An effort to raise the minimum wage to ten dollars an hour in Maryland by 2015 is raising some eyebrows among local business leaders.
The Restaurant Association of Maryland is concerned about it…So are some mom and pop stores.
At Z Pizza in Silver Spring, even the cooks don't make ten dollars an hour now. Manager Deandre Eley says a boost in the minimum wage would be a positive thing for a lot of people who work here.
"You can't really live on 7 dollars an hour. You're living paycheck to paycheck, so it would bring them up," Eley says.
But he also thinks a hike in the minimum wage could end up costing jobs because of the increased labor costs.
"I'm against it because a lot of restaurants won't be able to make that labor. By boosting it to ten dollars an hour, that's a lot of paychecks you'll have to cut", Eley says.
State Senator Robert Garagiola of Germantown and Delegate Aisha Braveboy of Mitchellville say they'll introduce legislation this week to increase the minimum wage from $7.25 now, to $8.25 in July, then to $9 in July of 2014, to $10 in July of 2015.
"I make minimum wage now, and after taxes get taken out, there's not a lot left," Tori Sowell says.
She was out job hunting with a friend so they can start saving for college spending money this fall.
"I think it would be incredibly helpful," Emma Luyre says. "I wouldn't need to have two jobs. I could just concentrate on my work in high school, and still have money left to go out."
Studies have shown that previous hikes have resulted in more than 7,000 fewer jobs for Maryland teenagers between 2005 and 2011.
But sponsors of the bill call it an anti-poverty plan to give middle class families more money, which they can pump into the economy.

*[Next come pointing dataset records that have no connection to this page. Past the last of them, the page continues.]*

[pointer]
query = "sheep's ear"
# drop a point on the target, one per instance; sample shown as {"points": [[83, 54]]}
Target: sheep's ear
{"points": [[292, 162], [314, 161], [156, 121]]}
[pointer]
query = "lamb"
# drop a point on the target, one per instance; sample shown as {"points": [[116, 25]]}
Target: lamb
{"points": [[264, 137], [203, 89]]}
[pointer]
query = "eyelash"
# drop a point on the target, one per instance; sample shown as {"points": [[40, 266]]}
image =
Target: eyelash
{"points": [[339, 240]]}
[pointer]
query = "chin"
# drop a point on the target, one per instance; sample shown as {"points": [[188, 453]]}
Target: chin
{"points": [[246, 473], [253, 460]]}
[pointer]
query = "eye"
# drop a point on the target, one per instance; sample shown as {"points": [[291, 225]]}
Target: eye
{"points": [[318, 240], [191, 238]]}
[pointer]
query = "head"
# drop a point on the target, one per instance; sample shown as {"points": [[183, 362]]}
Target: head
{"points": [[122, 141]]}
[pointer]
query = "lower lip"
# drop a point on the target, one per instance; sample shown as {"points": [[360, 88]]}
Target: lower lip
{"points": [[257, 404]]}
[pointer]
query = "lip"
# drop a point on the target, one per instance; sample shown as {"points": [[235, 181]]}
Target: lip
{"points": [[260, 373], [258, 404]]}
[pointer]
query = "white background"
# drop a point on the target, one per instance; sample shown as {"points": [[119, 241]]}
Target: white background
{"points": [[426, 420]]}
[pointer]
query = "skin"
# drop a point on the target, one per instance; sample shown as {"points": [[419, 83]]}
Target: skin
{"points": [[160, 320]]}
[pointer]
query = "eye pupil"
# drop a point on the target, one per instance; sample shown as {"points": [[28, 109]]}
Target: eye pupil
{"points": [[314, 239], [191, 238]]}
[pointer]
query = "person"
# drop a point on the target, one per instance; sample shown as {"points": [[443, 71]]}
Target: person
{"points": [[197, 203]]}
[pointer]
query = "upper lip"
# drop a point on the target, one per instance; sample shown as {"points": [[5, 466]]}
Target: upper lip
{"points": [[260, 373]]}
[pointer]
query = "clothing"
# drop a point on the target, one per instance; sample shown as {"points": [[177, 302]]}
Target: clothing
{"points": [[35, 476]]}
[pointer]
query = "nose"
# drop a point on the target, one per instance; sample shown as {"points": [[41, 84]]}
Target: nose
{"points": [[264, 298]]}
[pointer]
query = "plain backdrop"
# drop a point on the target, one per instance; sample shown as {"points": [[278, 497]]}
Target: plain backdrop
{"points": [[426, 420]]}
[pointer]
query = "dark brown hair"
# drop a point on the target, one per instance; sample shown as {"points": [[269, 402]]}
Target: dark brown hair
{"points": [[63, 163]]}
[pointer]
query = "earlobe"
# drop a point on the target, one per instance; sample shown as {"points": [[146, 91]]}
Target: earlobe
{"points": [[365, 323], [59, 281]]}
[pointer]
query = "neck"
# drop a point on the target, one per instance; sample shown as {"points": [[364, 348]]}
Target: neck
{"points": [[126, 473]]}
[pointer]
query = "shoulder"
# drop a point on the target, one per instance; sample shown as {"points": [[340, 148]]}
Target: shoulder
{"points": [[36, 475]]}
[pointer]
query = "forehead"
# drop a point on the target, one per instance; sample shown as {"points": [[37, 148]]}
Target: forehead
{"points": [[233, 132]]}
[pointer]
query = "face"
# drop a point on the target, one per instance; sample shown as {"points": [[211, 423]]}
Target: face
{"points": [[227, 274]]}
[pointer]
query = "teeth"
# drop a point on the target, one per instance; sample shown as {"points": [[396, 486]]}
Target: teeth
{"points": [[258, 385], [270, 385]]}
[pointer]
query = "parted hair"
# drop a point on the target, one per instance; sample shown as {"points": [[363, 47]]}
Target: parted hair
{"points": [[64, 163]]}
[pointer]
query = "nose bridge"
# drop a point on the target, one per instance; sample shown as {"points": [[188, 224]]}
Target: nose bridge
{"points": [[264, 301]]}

It has the support of a new campaign called Raise Maryland made up of 20 unions, Immigrant groups, and others who say too many Maryland families are having trouble making ends meet on $7.25 an hour.
"I'm for it as long as that doesn't make everything else go up, like food and rent, because then it doesn't help the people it's supposed to because it ends up skewing everything else," Ashley Clingman-Jackson says.
Six other states besides Maryland are considering minimum wage hikes of their own this year too.